In der Sicherheitsesoterik liegt auch eine Verbindung zwischen der Vorratsdatenspeicherung und der Späheskalation der Überwachungsapparate, die Edward Snowden aufgedeckt hat. In den USA urteilte Ende Januar 2014 die unabhängige Regierungskommission Privacy and Civil Liberties Oversight Board in ihrer Bewertung der US-Version der Vorratsdatenspeicherung: „Wir haben nicht einen einzigen Fall der Bedrohung der Vereinigten Staaten identifiziert, bei dem die Überwachung von Telefon-Metadaten einen konkreten Unterschied bei der Aufklärung gemacht hätte.“

Ernsthafte Folgen dürften sich daraus nicht ergeben, weil Sicherheit. Wenn sich irgendetwas aus der Enthüllung des radikalsten Spähmonsters der Geschichte lernen lässt, ist es, dass Überwachungsapparate selbstverstärkende Systeme sind, die bis tief in die Verfassungsfeindlichkeit vor sich hin eskalieren. Deshalb wirken Selbstevaluationen so, als würde man einen Wunderheiler bitten, die Wirksamkeit seiner Bachblüten zu bewerten.
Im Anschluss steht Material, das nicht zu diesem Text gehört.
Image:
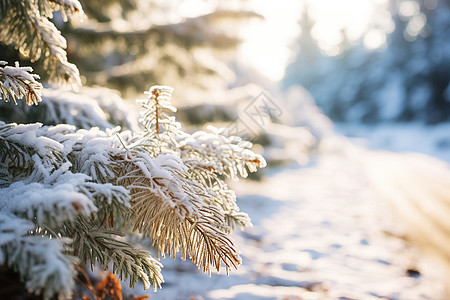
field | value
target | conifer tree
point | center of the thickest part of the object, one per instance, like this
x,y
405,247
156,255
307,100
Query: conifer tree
x,y
72,194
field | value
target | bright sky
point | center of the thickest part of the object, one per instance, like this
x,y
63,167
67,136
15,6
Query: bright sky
x,y
266,46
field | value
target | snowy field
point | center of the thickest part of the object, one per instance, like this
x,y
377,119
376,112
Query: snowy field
x,y
324,230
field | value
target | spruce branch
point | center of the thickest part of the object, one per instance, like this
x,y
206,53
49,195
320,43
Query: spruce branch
x,y
40,261
168,207
24,25
18,82
98,244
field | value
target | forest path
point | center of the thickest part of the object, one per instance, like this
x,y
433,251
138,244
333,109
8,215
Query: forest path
x,y
320,232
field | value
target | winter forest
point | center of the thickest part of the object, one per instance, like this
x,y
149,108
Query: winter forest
x,y
245,149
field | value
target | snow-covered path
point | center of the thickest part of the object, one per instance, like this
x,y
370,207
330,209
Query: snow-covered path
x,y
319,233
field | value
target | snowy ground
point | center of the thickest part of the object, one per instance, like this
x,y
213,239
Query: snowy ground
x,y
320,232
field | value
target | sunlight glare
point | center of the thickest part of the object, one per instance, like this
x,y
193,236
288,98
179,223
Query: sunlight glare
x,y
374,39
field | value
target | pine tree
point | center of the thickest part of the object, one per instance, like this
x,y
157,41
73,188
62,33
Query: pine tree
x,y
73,194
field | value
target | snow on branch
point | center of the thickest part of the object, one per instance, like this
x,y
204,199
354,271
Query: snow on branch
x,y
97,244
25,24
79,192
18,82
39,260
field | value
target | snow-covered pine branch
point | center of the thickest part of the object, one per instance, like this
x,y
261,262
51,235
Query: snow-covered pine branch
x,y
18,82
77,193
26,25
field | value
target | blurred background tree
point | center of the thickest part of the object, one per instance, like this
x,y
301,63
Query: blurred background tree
x,y
128,45
398,71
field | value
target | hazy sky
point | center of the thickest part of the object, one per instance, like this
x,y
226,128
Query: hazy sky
x,y
266,45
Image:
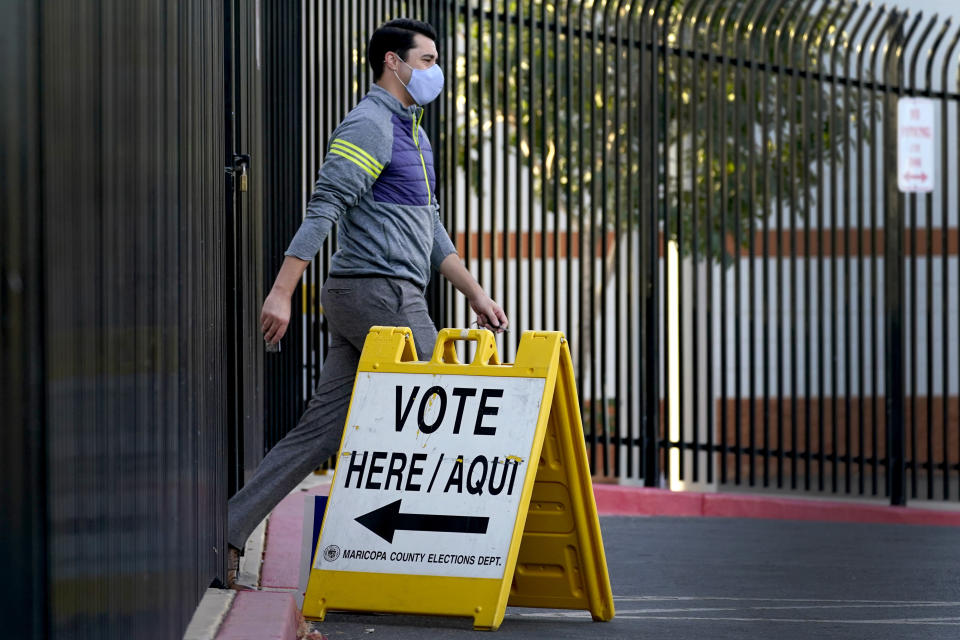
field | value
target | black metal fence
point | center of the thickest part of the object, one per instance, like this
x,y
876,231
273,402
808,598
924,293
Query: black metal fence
x,y
112,296
703,196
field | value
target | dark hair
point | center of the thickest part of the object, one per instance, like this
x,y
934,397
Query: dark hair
x,y
396,35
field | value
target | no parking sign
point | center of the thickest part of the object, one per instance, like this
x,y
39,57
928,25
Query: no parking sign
x,y
461,486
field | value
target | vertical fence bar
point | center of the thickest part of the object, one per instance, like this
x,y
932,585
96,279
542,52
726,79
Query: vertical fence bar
x,y
914,319
861,280
697,12
878,194
944,252
650,339
663,212
929,465
893,274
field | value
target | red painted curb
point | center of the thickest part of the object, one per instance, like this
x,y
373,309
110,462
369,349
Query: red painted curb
x,y
261,615
637,501
281,554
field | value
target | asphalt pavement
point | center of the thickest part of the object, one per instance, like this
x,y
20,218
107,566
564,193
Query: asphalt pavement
x,y
718,578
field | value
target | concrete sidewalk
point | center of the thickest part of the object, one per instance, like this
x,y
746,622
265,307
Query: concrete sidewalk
x,y
272,560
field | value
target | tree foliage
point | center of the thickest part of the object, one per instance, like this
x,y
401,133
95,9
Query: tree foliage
x,y
711,116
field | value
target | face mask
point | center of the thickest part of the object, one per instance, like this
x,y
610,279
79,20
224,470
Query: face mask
x,y
425,84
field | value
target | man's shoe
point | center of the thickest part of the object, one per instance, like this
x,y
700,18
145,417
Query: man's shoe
x,y
233,570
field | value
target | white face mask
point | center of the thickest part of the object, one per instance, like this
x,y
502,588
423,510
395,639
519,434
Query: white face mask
x,y
425,84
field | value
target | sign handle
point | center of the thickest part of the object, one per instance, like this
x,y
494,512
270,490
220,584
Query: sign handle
x,y
445,352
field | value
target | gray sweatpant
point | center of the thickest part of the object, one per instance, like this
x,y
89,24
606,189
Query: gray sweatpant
x,y
351,306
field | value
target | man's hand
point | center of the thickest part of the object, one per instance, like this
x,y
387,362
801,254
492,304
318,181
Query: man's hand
x,y
275,316
489,314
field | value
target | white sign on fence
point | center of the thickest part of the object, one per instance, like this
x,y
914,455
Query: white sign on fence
x,y
916,159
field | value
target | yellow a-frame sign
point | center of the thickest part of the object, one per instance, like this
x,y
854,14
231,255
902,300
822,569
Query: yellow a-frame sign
x,y
461,488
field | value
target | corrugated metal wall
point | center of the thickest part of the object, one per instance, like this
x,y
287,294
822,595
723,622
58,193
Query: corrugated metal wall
x,y
22,464
113,341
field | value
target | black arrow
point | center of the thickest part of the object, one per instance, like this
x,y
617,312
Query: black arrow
x,y
386,520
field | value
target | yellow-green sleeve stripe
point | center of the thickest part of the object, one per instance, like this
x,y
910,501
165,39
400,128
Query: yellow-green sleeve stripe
x,y
360,152
355,161
356,156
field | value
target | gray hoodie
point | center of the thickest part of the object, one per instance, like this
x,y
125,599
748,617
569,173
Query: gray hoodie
x,y
377,181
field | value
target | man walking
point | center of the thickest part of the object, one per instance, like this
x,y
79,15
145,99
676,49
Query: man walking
x,y
377,182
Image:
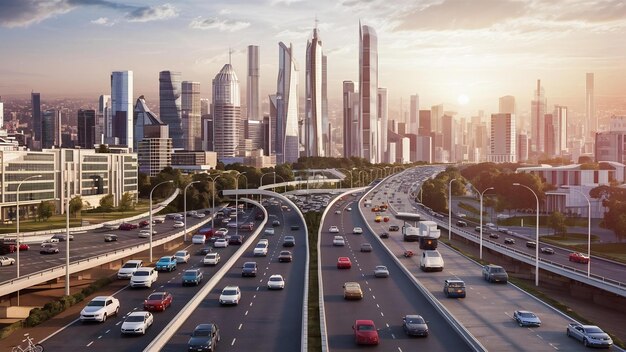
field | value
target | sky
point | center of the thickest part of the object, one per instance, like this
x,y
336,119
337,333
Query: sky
x,y
464,54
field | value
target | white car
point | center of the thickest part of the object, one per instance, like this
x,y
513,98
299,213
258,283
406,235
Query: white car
x,y
100,308
182,256
211,259
276,282
230,295
144,277
6,261
137,323
339,241
198,239
127,270
220,243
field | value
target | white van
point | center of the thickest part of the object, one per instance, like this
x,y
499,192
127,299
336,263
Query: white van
x,y
431,261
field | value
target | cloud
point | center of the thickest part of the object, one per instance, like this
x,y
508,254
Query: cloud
x,y
223,25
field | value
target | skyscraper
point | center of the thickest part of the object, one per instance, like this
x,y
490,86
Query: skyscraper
x,y
226,113
368,91
287,137
120,124
191,117
314,124
592,121
252,94
170,106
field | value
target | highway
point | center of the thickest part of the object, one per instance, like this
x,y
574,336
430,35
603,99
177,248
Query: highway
x,y
488,308
386,300
107,337
264,320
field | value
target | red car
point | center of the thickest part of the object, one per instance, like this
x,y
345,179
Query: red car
x,y
344,263
158,301
365,332
578,257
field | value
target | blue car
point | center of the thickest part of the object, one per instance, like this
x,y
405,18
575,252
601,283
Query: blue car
x,y
166,263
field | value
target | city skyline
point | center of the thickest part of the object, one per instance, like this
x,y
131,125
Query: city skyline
x,y
453,53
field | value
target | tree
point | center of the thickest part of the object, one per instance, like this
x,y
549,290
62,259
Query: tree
x,y
76,205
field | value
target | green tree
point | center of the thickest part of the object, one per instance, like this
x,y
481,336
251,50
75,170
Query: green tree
x,y
76,205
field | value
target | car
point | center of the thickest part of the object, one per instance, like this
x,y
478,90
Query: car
x,y
158,301
285,256
495,273
137,323
352,290
276,282
6,261
344,263
198,239
230,295
144,277
365,332
192,277
415,325
526,318
220,243
127,270
211,259
167,262
182,256
589,335
578,257
289,241
381,271
431,260
249,269
204,338
454,288
49,248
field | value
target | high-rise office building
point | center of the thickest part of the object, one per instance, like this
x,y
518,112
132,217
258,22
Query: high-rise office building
x,y
502,143
170,106
86,128
287,131
226,113
120,124
590,107
252,94
191,116
538,109
314,124
368,91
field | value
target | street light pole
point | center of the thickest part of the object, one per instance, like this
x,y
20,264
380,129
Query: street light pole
x,y
150,237
536,233
185,208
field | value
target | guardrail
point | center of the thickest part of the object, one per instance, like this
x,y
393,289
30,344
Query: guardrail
x,y
445,313
166,334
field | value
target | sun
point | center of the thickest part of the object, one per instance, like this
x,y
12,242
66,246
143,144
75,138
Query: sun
x,y
463,99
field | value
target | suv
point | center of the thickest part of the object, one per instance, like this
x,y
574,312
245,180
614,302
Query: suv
x,y
248,269
495,273
128,269
454,288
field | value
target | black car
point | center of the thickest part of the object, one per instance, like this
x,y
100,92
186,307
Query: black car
x,y
204,338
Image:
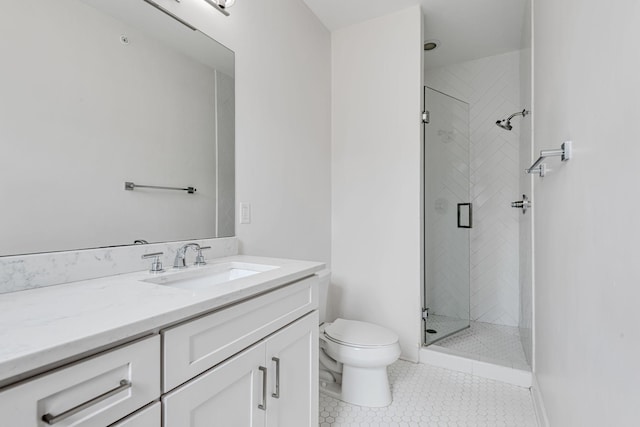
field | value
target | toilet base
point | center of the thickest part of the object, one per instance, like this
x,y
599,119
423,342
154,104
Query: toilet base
x,y
366,386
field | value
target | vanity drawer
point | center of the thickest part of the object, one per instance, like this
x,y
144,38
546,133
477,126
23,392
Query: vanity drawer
x,y
193,347
151,416
95,392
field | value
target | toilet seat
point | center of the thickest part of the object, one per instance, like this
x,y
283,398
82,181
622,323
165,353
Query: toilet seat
x,y
353,333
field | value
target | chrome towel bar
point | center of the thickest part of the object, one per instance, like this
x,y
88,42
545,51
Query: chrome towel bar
x,y
540,168
130,186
Die resultierende Forderung ist so simpel, wie sie selbstverständlich sein sollte: ständige, unabhängige Prüfung und Bewertung der Instrumente.

Sinn und Unsinn von Medikamenten werden so bestimmt, jede ernsthafte Wissenschaft basiert darauf, nur der Sicherheitsapparat darf mit seinem von Steuergeldern finanzierten Instrumentarium auf bloße Behauptung gestützt durch die Gegend spähen. Dabei gibt es eine ganze Reihe sehr gut funktionierender Ermittlungsinstrumente, die mit jedem Einsatz einer sicherheitsesoterischen Maßnahme geschwächt werden. Weil dort weniger Geld, Zeit und Personal verwendet stehen.

Das Wort „Esoterik“ bedeutet ursprünglich „eine philosophische Lehre, die nur für einen begrenzten, inneren Personenkreis zugänglich ist“. Im Gegensatz zur Exoterik, die sich auf öffentlich zugängliches Wissen bezieht. Volltreffer: Geheimnistuerei als Schutz vor Überprüfung, Sicherheitsesoterik ist der Anfang aller Bürgerüberwachung.

tl;dr

Wider die Sicherheitsesoterik. Für die Überprüfung von Überwachungsmaßnahmen von unabhängiger Seite.